In this article, we'll delve into recent news on financial consumer protection, but before doing so, we'll provide an update on the Consumer Financial Protection Bureau (CFPB).
We reported in the January 15 issue of Cabinet that Acting Director Russell Vought asked for funding to keep the CFPB open. Since then, not much has happened at the agency, other than its continued litigation with the National Treasury Employees Union. Citing the need to conform with the funding limits and restricted scope allocated to the CFPB in the One Big Beautiful Bill, the CFPB told the U.S. Court of Appeals for the District of Columbia that it was proposing to “right-size” the agency and proposed a cut to 556 employees, down from 1,100 employees currently, and from the 1,700 employees the CFPB had at the end of the Biden administration.

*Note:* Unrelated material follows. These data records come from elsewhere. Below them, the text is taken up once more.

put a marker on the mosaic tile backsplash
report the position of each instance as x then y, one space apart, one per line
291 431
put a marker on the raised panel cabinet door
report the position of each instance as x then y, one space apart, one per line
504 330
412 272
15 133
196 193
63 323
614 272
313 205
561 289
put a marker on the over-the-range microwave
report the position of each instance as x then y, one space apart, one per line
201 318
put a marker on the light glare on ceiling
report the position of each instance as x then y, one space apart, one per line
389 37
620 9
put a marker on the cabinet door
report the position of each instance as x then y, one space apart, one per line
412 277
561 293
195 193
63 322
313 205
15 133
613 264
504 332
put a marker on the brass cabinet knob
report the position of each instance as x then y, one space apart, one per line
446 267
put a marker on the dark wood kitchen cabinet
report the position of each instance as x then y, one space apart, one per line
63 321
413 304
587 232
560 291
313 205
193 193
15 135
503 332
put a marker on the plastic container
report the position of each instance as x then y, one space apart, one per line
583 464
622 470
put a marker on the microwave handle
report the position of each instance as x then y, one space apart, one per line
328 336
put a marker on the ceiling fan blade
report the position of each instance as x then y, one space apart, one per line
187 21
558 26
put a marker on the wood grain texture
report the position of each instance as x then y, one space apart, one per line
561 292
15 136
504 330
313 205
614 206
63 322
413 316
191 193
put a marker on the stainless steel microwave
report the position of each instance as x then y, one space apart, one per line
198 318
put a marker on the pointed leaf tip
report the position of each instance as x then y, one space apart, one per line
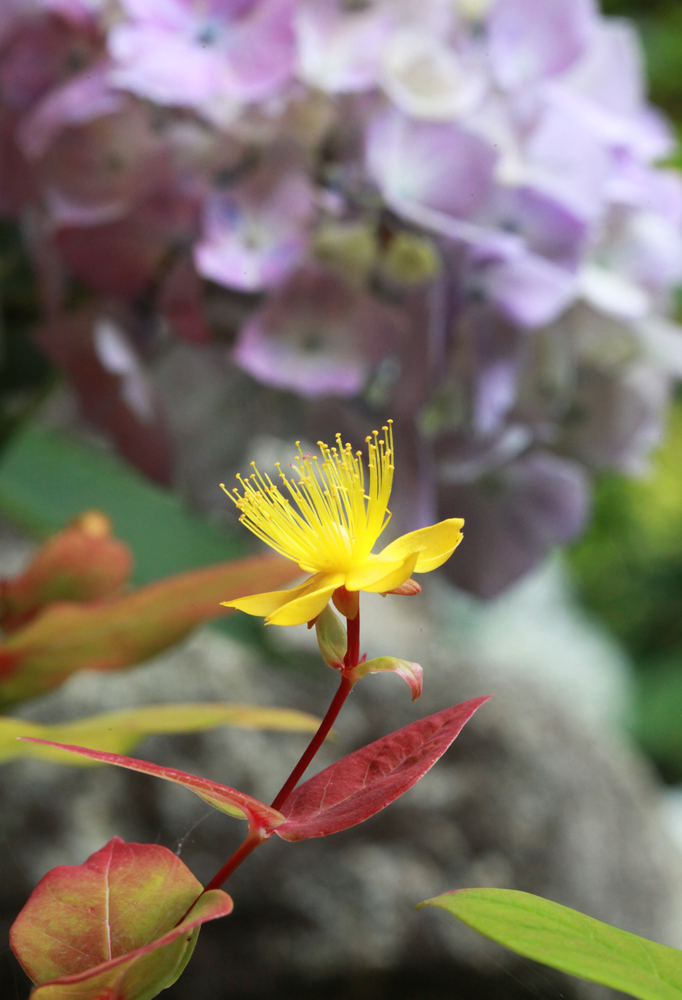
120 732
412 673
568 940
228 800
360 785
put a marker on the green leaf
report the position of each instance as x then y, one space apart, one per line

With more than year having gone by while the CFPB has been hobbled, we are now beginning to see how much other agencies and states are jumping into the breach left behind. Keeping in mind that new investigations can take many months before becoming public, so far we have not seen much activity in financial consumer protection at the state level,
However, we have seen the Federal Trade Commission (FTC) take some actions in the space, and based upon what has been submitted to Congress for its budget next year, it looks as though the FTC is planning to continue being similarly active. This is because in its budget request submitted to Congress (i.e., the FTC is subject to allocations every year), they have proposed to give the Financial Services section of the FTC’s Bureau of Consumer Protection one of the largest budget increases
To date, the FTC has been mostly focused upon taking action to prevent companies from facilitating fraud, such as when it took action against U.K.-based payment processor, Paddle.com, to prevent them from continuing process payment for telemarketers engaged in fraudulent tech-support. And, more recently, the FTC has issued warning letters to PayPal, Stripe, Visa and Mastercard warning them to be careful to ensure that their rules and policies do not deny consumers access to financial products or services based upon their “political or religious views” or other “First Amendment-protected activity” in a manner that would violate the FTC Act, and admonishing them to not “countenance unlawful debanking” by financial institutions with which they interact.